Em 1911, bem abaixo do solo, numa mina encravada nas montanhas e vales em South Pittston, no nordeste da Pensilvânia, nos Estados Unidos, crianças limpavam e separavam manualmente as impurezas do carvão antracito. Mais de 13 mil meninos com idade entre 8 e 12 anos trabalhavam numa jornada de 10 a 12 horas por dia, seis dias por semana, de maneira insalubre e penosa. Eles eram os Breaker Boys — ou Meninos Britadores.

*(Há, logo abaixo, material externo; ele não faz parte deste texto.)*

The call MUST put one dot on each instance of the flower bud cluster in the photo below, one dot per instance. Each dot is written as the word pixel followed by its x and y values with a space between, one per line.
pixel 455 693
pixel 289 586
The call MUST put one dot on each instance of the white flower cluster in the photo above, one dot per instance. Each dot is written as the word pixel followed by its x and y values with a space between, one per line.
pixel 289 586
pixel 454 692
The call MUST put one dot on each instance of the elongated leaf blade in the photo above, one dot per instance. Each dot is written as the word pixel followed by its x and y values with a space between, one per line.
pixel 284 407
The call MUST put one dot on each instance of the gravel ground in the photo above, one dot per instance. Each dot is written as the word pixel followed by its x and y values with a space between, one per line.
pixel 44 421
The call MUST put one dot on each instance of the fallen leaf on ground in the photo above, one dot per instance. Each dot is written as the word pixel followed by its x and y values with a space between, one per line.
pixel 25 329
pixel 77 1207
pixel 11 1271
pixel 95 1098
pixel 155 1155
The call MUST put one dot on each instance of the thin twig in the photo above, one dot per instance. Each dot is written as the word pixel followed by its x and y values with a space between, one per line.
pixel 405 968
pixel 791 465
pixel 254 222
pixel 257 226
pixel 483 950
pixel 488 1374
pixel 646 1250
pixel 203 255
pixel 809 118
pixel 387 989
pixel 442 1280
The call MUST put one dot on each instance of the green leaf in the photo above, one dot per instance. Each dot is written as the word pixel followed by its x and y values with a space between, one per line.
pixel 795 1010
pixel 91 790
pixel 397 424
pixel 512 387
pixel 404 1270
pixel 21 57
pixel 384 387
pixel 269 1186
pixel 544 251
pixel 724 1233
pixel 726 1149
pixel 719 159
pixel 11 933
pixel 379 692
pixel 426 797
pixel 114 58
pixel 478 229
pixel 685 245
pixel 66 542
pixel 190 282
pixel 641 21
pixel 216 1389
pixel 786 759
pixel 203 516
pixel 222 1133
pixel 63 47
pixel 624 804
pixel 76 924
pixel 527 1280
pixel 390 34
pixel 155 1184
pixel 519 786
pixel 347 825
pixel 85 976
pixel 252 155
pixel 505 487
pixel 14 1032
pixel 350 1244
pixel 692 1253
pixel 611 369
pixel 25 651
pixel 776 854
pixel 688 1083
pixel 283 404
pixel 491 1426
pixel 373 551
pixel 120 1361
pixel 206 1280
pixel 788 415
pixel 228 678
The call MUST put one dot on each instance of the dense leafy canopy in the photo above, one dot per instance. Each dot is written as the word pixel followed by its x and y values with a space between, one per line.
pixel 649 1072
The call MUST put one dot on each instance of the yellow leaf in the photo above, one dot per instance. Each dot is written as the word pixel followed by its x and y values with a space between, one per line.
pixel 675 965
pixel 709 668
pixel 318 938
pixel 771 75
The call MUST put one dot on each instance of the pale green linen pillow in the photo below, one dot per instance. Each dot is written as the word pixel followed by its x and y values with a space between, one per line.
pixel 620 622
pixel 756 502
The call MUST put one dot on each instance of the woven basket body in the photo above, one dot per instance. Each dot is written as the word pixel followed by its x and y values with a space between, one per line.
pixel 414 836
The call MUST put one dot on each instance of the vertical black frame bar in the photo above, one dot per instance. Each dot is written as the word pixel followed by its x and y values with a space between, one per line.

De 1890 a 1910, o número de crianças americanas assalariadas saltou de 1,5 milhão para 2 milhões. Foi nessa época que o fotógrafo e sociólogo Lewis Wickes Hine começou a investigar e reunir evidências sobre trabalho escravo infantil em vários tipos de indústrias. Hine também é conhecido por seus retratos profundamente empáticos de imigrantes em Ellis Island, e por seu registro documental de trabalhadores da construção civil no Empire State Building. Tornou-se fotógrafo investigativo do National Child Labor Committee em 1908 e capturou, com grande risco para sua própria segurança, imagens dos operários infantis invisíveis com longas e perigosas jornadas na virada do século.
O fotógrafo passou a usar uma série de disfarces para registrar tudo o que via, de inspetores de incêndio a vendedores de Bíblia. Ele clicou crianças em frigoríficos, em indústrias têxteis, em fábricas de conservas, nas ruas trabalhando como engraxates, vendedores ambulantes e jornaleiros. O trabalho de Hine não se propôs a reproduzir velhos estereótipos da época, nem a criar um espetáculo do “estrangeiro” ou do “exótico”. Ele teve o cuidado de documentar cada fotografia com fatos e números precisos, tudo com muito respeito e dignidade. A foto intitulada Breaker Boys aconteceu justamente durante a visita de Hine à mina Ewen Breaker, da Pennsylvania Coal Co., no dia 16 de janeiro de 1911. É um dos mais marcantes registros históricos da exploração de menores.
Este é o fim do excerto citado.